L’organisation des soins de santé est une donnée complexe, où de très nombreux éléments interviennent. Ainsi, par exemple, les entreprises pharmaceutiques belges, dont les acteurs génériques, paient ensemble chaque année quelque 300 millions d’euros de contributions spécifiques qui alimentent directement le budget de l’INAMI. Aux Pays-Bas, de telles contributions n’existent pas. Si l’on décidait de transposer l’approche néerlandaise en Belgique sur tous les points, alors ces 300 millions d’euros disparaîtraient purement et simplement. La pression pour économiser dans les autres secteurs des soins de santé ne ferait alors dans cette hypothèse qu’augmenter. Et comme c’est le cas dans la plupart des secteurs, les entreprises génériques gagnent aussi davantage sur un produit que sur l’autre. Les bénéfices réalisés sur un produit doivent permettre d’apporter de l’oxygène pour mettre de nouveaux produits sur le marché. Et ce dernier aspect n’est depuis longtemps pas toujours une success story, loin s’en faut. Bien au contraire, il est parfois question de pertes des années durant : ainsi, 10 ans après l’introduction sur le marché belge des premiers concurrents post-brevets aux médicaments biologiques très chers – à savoir les biosimilaires –, le taux très faible d’utilisation de ces biosimilaires reste alarmant.

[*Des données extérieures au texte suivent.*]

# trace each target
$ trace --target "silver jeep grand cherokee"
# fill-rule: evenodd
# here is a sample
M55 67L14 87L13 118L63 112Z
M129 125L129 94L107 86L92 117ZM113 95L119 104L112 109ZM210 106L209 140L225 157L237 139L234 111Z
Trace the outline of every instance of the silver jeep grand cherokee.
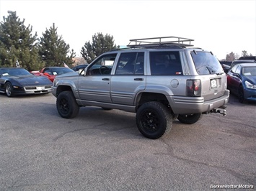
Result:
M61 117L74 118L89 106L134 112L140 132L158 139L177 118L192 124L202 113L226 115L226 75L211 52L177 37L130 41L78 73L56 77L52 93Z

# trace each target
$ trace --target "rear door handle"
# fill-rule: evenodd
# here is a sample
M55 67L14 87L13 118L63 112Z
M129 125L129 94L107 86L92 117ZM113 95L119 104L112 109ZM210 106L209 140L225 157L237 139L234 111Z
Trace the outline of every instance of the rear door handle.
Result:
M144 78L134 78L134 80L136 81L143 81L144 79Z

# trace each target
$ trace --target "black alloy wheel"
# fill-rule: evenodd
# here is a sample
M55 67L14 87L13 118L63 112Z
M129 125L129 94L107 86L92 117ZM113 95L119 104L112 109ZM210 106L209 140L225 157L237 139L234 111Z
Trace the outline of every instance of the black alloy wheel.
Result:
M63 91L57 97L57 110L63 118L74 118L79 111L76 99L71 91Z
M169 132L172 125L172 115L162 103L147 102L137 111L136 124L144 136L156 139Z

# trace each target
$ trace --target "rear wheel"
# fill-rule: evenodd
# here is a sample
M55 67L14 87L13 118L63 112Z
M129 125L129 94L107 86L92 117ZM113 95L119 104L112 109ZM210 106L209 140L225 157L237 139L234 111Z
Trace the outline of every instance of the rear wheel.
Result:
M193 124L197 122L202 116L202 113L194 113L190 115L179 115L177 119L183 124Z
M12 97L13 96L13 88L11 83L7 82L5 84L5 93L8 97Z
M144 136L156 139L171 130L172 115L162 103L147 102L144 103L137 111L136 124Z
M71 91L63 91L57 97L57 110L63 118L74 118L79 111L79 106Z

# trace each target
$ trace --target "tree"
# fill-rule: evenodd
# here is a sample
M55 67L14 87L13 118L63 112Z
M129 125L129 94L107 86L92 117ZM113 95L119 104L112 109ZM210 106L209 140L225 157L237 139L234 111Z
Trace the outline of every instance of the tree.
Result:
M71 66L76 54L74 50L69 51L69 45L58 35L57 29L53 23L53 27L43 33L39 42L39 55L45 66L62 66L63 62Z
M226 55L226 61L234 61L234 60L236 60L236 57L235 57L235 54L233 52Z
M107 34L104 36L98 32L92 36L92 43L89 41L84 43L84 46L81 47L81 54L87 63L90 63L101 54L116 48L112 36Z
M28 70L37 70L43 63L38 56L37 33L32 34L32 26L25 27L16 12L4 17L0 24L0 66L15 67L17 60Z

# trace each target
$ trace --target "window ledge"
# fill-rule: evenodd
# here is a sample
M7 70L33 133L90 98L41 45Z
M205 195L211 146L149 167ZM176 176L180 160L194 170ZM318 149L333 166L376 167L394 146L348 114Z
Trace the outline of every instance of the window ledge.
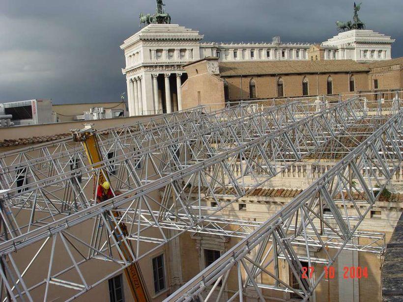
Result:
M156 298L157 297L158 297L158 296L161 296L161 295L162 295L163 294L164 294L164 293L166 293L167 292L169 291L169 289L169 289L169 287L167 287L167 288L166 288L165 289L164 289L164 290L162 290L162 291L160 291L160 292L158 292L158 293L157 293L156 294L154 294L154 296L153 296L152 297L151 297L151 299L155 299L155 298Z

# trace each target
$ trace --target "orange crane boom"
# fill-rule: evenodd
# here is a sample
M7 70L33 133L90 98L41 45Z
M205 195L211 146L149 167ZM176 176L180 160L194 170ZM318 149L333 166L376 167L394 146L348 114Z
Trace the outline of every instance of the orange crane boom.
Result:
M82 130L71 130L71 132L73 133L73 140L74 141L81 142L83 144L90 165L93 165L103 161L102 155L98 143L96 132L90 125L86 125L85 128ZM99 167L100 166L100 164L95 165L95 167ZM99 173L97 178L96 176L94 177L94 195L96 194L96 190L100 184L103 183L105 181L108 181L110 184L111 182L107 179L108 175L107 171L104 169ZM119 220L120 215L118 212L114 212L113 215L116 220ZM127 237L129 235L126 225L123 222L120 222L119 223L119 228L118 228L114 220L108 220L111 228L114 230L114 234L115 239L122 250L125 258L124 260L129 263L133 262L134 259L132 257L130 251L128 250L127 246L124 244L121 240L122 236ZM121 233L120 233L119 229L121 230ZM130 241L129 244L130 245L132 254L135 255ZM150 302L151 300L137 262L133 263L126 268L124 272L134 301L136 302Z

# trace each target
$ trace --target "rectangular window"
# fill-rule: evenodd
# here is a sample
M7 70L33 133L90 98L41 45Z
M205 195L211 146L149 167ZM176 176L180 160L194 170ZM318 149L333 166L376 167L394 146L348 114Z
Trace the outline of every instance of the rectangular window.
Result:
M202 92L200 91L197 92L197 105L200 105L202 104Z
M115 157L115 152L111 151L110 152L108 152L108 161L109 172L111 172L111 174L116 174L116 170L115 169L115 166L114 164L115 163L115 160L112 159Z
M307 268L307 275L309 276L309 270L308 269L308 263L305 262L303 261L301 261L301 265L303 268ZM291 285L293 288L296 288L297 289L301 289L301 285L300 285L299 282L298 282L298 279L295 277L295 275L294 275L292 271L291 270L290 268L288 268L289 273L288 275L289 276L289 283L290 285ZM298 272L298 271L297 271ZM302 281L302 284L304 285L306 284L306 280L305 279L302 278L302 274L303 271L299 271L298 272L298 275L299 275L299 279ZM292 293L290 294L290 297L292 299L298 299L300 298L300 296L298 296L296 294ZM298 299L299 300L299 299Z
M163 254L152 258L152 274L154 277L154 291L157 294L165 289L165 269Z
M122 274L108 280L109 284L109 300L111 302L124 302L124 292Z
M77 157L75 158L71 158L69 162L70 171L77 170L80 167L80 162L78 161L78 159ZM81 183L82 179L81 172L76 173L75 176L77 177L78 182Z
M308 82L302 82L302 95L308 95Z
M219 250L214 249L204 249L204 265L208 267L217 259L220 258L221 254Z
M355 90L354 84L354 80L350 80L350 91L352 92Z
M284 96L284 89L283 89L282 83L277 84L277 96L279 98Z
M15 176L17 183L17 187L19 188L23 186L25 186L27 183L27 168L26 167L17 167L15 168ZM28 188L25 189L23 191L28 190ZM22 190L20 189L17 192L20 193L23 191Z
M331 81L327 81L327 94L333 94L333 85Z
M179 150L179 145L173 145L171 146L171 148L172 148L173 158L178 161L180 158L180 150Z
M380 211L371 211L371 218L374 219L381 219L382 212Z

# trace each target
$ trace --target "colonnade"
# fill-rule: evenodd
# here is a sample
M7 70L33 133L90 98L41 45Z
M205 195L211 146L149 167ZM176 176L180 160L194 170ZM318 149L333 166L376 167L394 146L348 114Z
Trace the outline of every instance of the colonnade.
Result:
M129 103L129 111L131 116L142 115L149 114L153 112L156 114L162 113L162 103L161 98L160 97L158 89L158 76L160 74L152 74L151 75L152 81L152 97L153 107L149 108L147 106L147 101L145 93L142 91L142 84L144 81L143 76L139 76L132 78L127 81L127 94ZM165 86L165 108L167 113L173 111L171 99L171 89L170 84L170 77L171 73L163 74L164 77ZM181 77L182 73L174 73L176 78L176 96L177 97L178 110L182 110L182 93L180 87L182 85ZM150 84L151 83L145 82L145 85ZM147 87L145 87L147 89ZM163 92L163 93L164 93Z

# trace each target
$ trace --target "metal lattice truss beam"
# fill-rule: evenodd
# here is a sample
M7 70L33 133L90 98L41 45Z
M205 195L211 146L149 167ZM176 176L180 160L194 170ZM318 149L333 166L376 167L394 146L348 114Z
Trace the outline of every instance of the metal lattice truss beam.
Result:
M106 160L96 166L33 179L7 190L0 209L5 240L0 244L3 287L14 299L30 300L35 293L35 299L46 300L49 286L56 285L75 290L73 299L130 265L119 256L123 245L129 250L133 245L132 258L137 261L184 232L202 230L209 220L215 220L211 225L219 227L210 228L209 233L220 234L227 222L220 223L214 214L228 205L220 203L222 193L217 192L231 188L234 200L240 198L246 184L261 185L362 120L366 113L354 99L292 123L288 111L274 110L265 115L270 127L262 128L259 125L266 122L255 121L253 135L244 116L115 157L113 163ZM286 112L288 117L273 112ZM247 129L241 126L245 124ZM240 175L231 168L237 162L244 167ZM92 204L92 184L101 173L122 193ZM159 192L162 197L156 196ZM219 205L210 214L203 213L206 197ZM117 241L114 234L116 229L122 233L122 222L129 235ZM230 226L239 229L243 224L234 221ZM170 229L177 231L172 233ZM29 261L14 260L20 255ZM56 265L55 255L70 261ZM39 259L45 259L46 270L34 269ZM85 268L89 262L106 261L111 266L110 274L88 275ZM69 280L67 276L74 274L79 281Z
M256 106L242 105L208 113L202 108L196 109L192 111L164 114L133 125L99 131L98 139L104 157L112 160L119 152L124 154L133 151L134 148L137 150L156 145L178 136L192 135L193 132L208 129L224 122L242 117L247 117L245 120L250 121L260 119L265 124L260 126L263 130L264 127L267 129L272 127L268 119L271 117L270 114L274 114L275 118L280 123L285 122L282 120L285 118L289 118L288 122L290 123L295 121L295 119L300 119L315 112L315 107L300 102L260 109ZM273 112L274 111L277 112ZM250 115L254 112L257 114L253 116ZM248 126L244 125L243 127L251 129L250 127L247 128ZM44 163L49 162L61 166L63 171L71 168L71 166L77 167L88 164L81 144L74 143L71 138L63 138L6 152L0 158L0 168L6 167L9 173L13 168L18 169L27 165L36 165L40 168ZM46 173L46 170L41 169L42 173ZM0 178L0 181L4 183L4 180ZM3 184L3 187L5 188L7 185Z
M236 188L238 194L243 194L245 183L259 182L261 175L266 178L274 176L287 165L316 150L324 141L335 137L337 134L365 116L365 111L355 100L343 102L296 122L297 118L292 112L301 116L301 111L290 110L297 108L295 104L291 104L261 112L244 112L242 117L217 122L216 125L210 123L206 129L191 132L190 135L186 133L175 138L161 140L157 145L151 147L137 150L134 148L136 151L133 151L133 148L124 150L126 144L122 143L120 145L121 155L72 171L70 170L69 165L62 166L62 163L57 160L44 163L42 158L39 163L36 160L30 162L24 169L9 166L2 174L3 179L10 180L4 188L8 191L7 202L4 206L9 207L7 213L12 215L5 217L7 219L4 220L4 223L7 224L2 230L1 238L3 240L9 240L56 221L61 215L69 215L90 206L90 201L94 200L93 184L97 183L94 180L98 179L100 173L105 174L106 178L115 184L115 189L127 192L129 195L133 190L175 171L188 168L202 169L205 163L208 163L206 160L215 154L228 154L229 150L234 154L234 147L236 146L236 154L229 161L214 167L221 169L222 175L216 175L217 171L211 170L212 165L208 165L205 179L201 181L203 183L212 177L218 181L221 177L222 182L213 182L210 188L206 190L214 191L216 186L230 184ZM271 135L271 140L265 140L267 136L278 129L286 130L278 136ZM265 134L267 133L269 134ZM259 138L256 139L257 137ZM135 137L133 137L132 141L135 139ZM252 141L255 142L253 147L245 149L248 147L247 144ZM121 143L117 140L114 143ZM224 156L226 160L228 160L229 157ZM235 175L231 168L232 164L238 162L244 167L240 178ZM199 166L201 165L202 167ZM21 181L23 173L24 177L22 180L28 179L29 184L19 186L18 182ZM185 194L189 195L198 187L192 179L183 179L181 182L175 184L178 188L165 188L161 205L158 208L160 211L159 216L163 220L167 220L166 217L169 217L173 209L172 205L162 205L171 202L169 199L174 192L178 194L179 190L185 192L188 189L189 192ZM199 189L204 191L201 192L202 195L207 195L204 187ZM11 207L20 211L12 211ZM220 206L219 208L221 209ZM26 215L21 212L22 210L30 212L29 219L19 219L19 217ZM36 218L38 212L47 215L40 215ZM185 214L177 211L176 213L178 217ZM194 214L188 212L185 214L186 219L193 217L187 223L197 220ZM143 214L142 217L146 217ZM182 218L179 221L183 219ZM152 219L148 221L148 224L152 224L150 222L152 221ZM179 225L178 222L176 223Z
M247 288L261 301L270 291L291 293L306 301L324 277L325 271L302 278L301 261L309 267L334 263L342 250L355 239L360 223L403 161L403 110L374 131L358 147L251 234L202 271L166 301L220 301L224 289L229 301L242 301ZM341 208L335 196L342 196ZM362 207L362 202L367 206ZM332 255L324 239L337 236L340 249ZM324 257L314 258L310 243L318 244ZM295 243L302 248L294 248ZM281 277L279 259L285 259L295 280ZM229 284L229 276L238 283ZM264 280L262 282L261 280Z

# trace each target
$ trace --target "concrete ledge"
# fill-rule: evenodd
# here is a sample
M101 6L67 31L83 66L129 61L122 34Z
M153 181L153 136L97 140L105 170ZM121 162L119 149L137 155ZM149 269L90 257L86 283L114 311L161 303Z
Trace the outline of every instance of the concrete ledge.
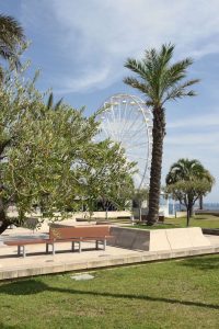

La récente attention réanimée pour le modèle kiwi a le mérite de permettre de préciser à nouveau le débat. La Ministre De Block a toutefois opté pour une approche concertée et planifiée, et elle a pour cela conclu en 2015 un pacte avec les organisations professionnelles représentatives. L’un des bénéfices de ce pacte est qu’il crée un cadre large, dans lequel de nombreuses facettes de la politique pharmaceutique sont abordées de manière cohérente. Nous devons donc poursuivre sur cette voie. Notamment pour offrir ainsi finalement aussi en Belgique une perspective réaliste aux entreprises qui mettent des médicaments biosimilaires sur le marché.
Enfin : on peut parfois aussi en apprendre des autres secteurs. Il y a plusieurs années, ce sont surtout nos voisins néerlandais qui ont plaidé en faveur d’une forte concurrence lors de l’achat du train Fyra, en espérant ainsi comprimer les coûts. Entretemps, chacun sait ce qu’il en est advenu : le Fyra ne roule plus.
Le modèle kiwi ne réfère pas à un modèle précis. En général, il renvoie à des mécanismes par lesquels la fixation du prix et/ou l’achat de médicaments sont gérés de manière centralisée, via des appels d’offre ou des procédures similaires. Les modalités d’application peuvent varier fortement, entre autres pour ce qui concerne l’entité qui organise l’adjudication, le type de médicaments qui sont concernés, la sélection du/des gagnant(s), la durée, etc. Le Dr. Van Duppen plaide pour qu’en Belgique des appels d’offre soient organisés pour l’ensemble du pays par l’INAMI.